BEIRUT (AFP) – Lebanon’s fractious leaders are seeking to overcome the nation’s high-stakes political crisis after violence between government and opposition supporters sparked fears of a return to civil war.
Political sources said Saturday that Nabih Berri, the Shiite Muslim speaker of the Lebanese parliament, had engaged in telephone talks with Fuad Siniora, the Sunni Muslim prime minister, and Druze leader Walid Jumblatt, a key supporter of Siniora’s embattled government.
“We’re at a crossroads,” a close adviser to Berri told AFP on Saturday.
“If those in power continue to reject all solutions that would satisfy all sides, there will be a third round of violence, and then no one would be able to halt a slide to civil war.”
Meanwhile, the Sunni parliamentary majority leader Saad Hariri, a staunch opponent of Syrian involvement in Lebanon, said he was ready to meet Hassan Nasrallah, who heads the Syrian- and Iranian-backed Shiite opposition group Hezbollah.
“There is no other choice but to return to dialogue,” Hariri said.
Saudi Arabia’s ambassador to Lebanon, Abdul Aziz Khoja, meanwhile met separately Saturday with Siniora and Berri, who have not met face-to-face since November when six opposition ministers — five Shiites and an allied Christian — quit Siniora’s cabinet, triggering the current crisis.
“It is time for the Lebanese to unite and save the country,” the diplomat said afterwards.
Fears of a return to events seen during Lebanon’s devastating 1975-90 civil war resurfaced when a general strike Tuesday — called by Hezbollah to force Siniora’s government to resign — brought the nation to a standstill and, in some places, turned violent with three killed.
Trouble flared anew Thursday when riots between Sunni and Shiites in south Beirut erupted, leaving four dead and 152 injured, and prompting the Lebanese army to impose an overnight curfew for the first time in a decade.

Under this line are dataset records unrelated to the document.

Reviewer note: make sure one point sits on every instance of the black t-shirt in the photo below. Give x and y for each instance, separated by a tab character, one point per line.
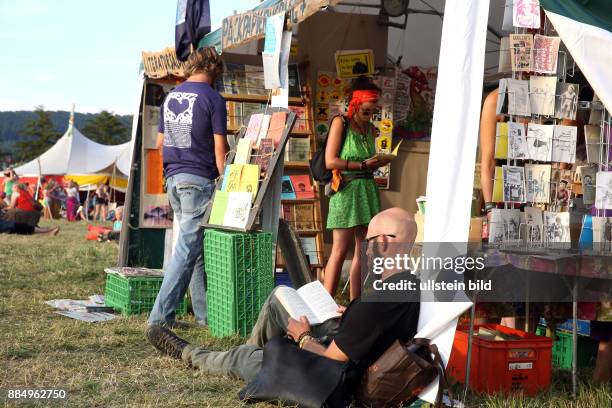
368	329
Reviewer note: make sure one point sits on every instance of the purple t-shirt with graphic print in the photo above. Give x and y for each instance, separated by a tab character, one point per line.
189	117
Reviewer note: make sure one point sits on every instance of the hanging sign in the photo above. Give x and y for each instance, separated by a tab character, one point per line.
351	64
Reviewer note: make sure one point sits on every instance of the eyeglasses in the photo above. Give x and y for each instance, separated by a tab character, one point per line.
370	239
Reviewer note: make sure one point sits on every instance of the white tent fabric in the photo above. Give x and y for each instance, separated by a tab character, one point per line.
453	150
74	153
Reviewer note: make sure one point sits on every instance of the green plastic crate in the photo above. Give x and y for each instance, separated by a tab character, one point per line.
239	277
562	349
135	295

Gunmen were seen on rooftops for the first time in years and masked men demanded identity papers at roadblocks, as hard-pressed government troops struggled to keep the pro- and anti-government camps apart.
Siniora — whose government enjoys US, European and Saudi support — was in Paris when the riots broke out, securing 7.6 billion dollars (6.1 billion euros) in international aid to keep Lebanon’s fragile economy intact after last year’s crippling 34-day war between Israel and Hezbollah fighters.

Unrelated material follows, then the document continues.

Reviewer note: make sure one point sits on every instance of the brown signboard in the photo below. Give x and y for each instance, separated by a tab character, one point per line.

In downtown Beirut, meanwhile, a Hezbollah-led sit-in outside the prime minister’s office entered its 58th day Saturday, demanding that Siniora make way for a national unity government — with veto powers for the opposition.

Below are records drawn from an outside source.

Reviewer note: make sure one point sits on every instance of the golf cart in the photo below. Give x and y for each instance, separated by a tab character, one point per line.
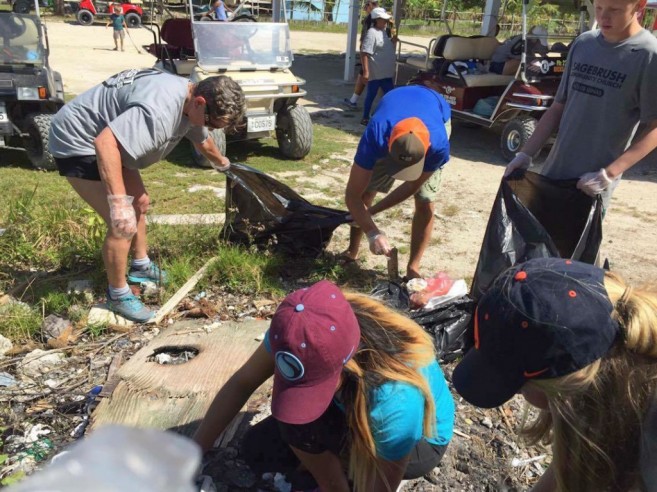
30	91
257	56
87	11
456	67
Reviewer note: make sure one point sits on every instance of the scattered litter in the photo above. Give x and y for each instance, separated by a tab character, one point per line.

The education ministry announced that schools and universities, closed since Thursday, would not reopen before Wednesday, or after the end of Ashura, the Shiite period of remembrance for the slain 7th century Imam Hussein.
Iran, Hezbollah’s principal backer, and its regional rival Saudi Arabia, which supports Siniora’s government, held a series of contacts this week on what Iranian state television called “the critical situation in Lebanon.”
Political analyst and law professor Sami Salhab said all-out war hinges on sectarian leaders taking the fateful decision to go that far — which Hezbollah in particular is unlikely to do without Iran’s green light.
“This is the ideal moment for political leaders, especially those in the opposition who are unable to withdraw (their supporters) from the streets, to instruct their people to step back in favour of dialogue.”